The next step was figuring out what exactly U03G was. It was only labeled on the tiny SMT component itself as "PCNI", which I worried would not be very specific. Luckily, a Google search yielded (far down the first page) a datasheet for ultra-low-power 100-mA low-dropout linear regulators: PCNI turned out to refer to a 3.3V low-dropout regulator, the TPS76933DBVT.
The Solution
Thanks to the generosity of TI's sampling program, I was able to order a pair of free sample TPS76933DBVT chips, and a week later, I sat down to try replacing what I now hoped was a faulty linear regulator. I unfortunately wasted one of my new replacements trying to solder it on, but the second time was the charm. Once I popped in the battery, connected the USB cable and tried to power up the calculator, it worked!

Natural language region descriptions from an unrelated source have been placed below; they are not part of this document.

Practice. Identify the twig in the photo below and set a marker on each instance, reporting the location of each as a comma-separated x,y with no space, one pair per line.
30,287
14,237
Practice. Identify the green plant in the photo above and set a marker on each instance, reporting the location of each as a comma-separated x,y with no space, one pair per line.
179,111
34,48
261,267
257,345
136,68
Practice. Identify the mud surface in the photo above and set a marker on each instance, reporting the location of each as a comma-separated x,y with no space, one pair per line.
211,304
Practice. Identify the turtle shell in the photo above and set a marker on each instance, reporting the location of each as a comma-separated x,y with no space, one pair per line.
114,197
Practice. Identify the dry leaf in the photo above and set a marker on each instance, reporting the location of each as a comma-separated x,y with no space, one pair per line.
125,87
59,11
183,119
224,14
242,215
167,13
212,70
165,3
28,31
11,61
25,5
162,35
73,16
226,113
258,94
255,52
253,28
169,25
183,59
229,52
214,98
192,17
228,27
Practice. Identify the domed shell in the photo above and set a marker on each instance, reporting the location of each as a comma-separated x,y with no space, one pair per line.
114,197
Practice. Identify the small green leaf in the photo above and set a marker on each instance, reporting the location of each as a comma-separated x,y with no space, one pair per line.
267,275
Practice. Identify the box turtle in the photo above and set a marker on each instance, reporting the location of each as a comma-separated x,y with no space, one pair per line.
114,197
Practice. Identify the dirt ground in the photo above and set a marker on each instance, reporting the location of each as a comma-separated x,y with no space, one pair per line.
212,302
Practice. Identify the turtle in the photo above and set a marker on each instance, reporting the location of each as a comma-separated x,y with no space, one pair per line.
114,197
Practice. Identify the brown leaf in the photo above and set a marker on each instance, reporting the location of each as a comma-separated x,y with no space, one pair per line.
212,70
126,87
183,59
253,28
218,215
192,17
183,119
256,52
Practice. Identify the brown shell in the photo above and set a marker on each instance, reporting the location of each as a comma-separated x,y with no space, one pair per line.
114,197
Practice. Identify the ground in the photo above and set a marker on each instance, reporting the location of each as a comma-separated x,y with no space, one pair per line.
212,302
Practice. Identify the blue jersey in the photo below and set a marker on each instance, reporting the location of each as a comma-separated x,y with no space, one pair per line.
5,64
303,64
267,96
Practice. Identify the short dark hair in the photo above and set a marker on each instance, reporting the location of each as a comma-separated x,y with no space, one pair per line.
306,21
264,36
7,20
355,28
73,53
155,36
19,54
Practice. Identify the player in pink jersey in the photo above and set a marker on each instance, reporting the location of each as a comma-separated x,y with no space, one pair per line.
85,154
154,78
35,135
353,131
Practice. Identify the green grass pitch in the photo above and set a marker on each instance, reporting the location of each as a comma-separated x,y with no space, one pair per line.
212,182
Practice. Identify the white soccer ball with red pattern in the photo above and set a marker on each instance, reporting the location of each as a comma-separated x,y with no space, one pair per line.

I measured the power at the output pin of the voltage regulator, and lo and behold, a steady 3.3V was flowing to the rest of the calculator.
The question remains how this calculator sneaked out of TI's factory. Did it somehow get missed during QA? Does TI not test every calculator that rolls out? Did the linear regulator have some kind of fault that only appeared after it was in use for a short period of time? Did someone connect the battery backwards and damage the regulator in some way? At any rate, the calculator works now, and I'm happy to have three functioning TI-84 Plus C Silver Editions for project testing.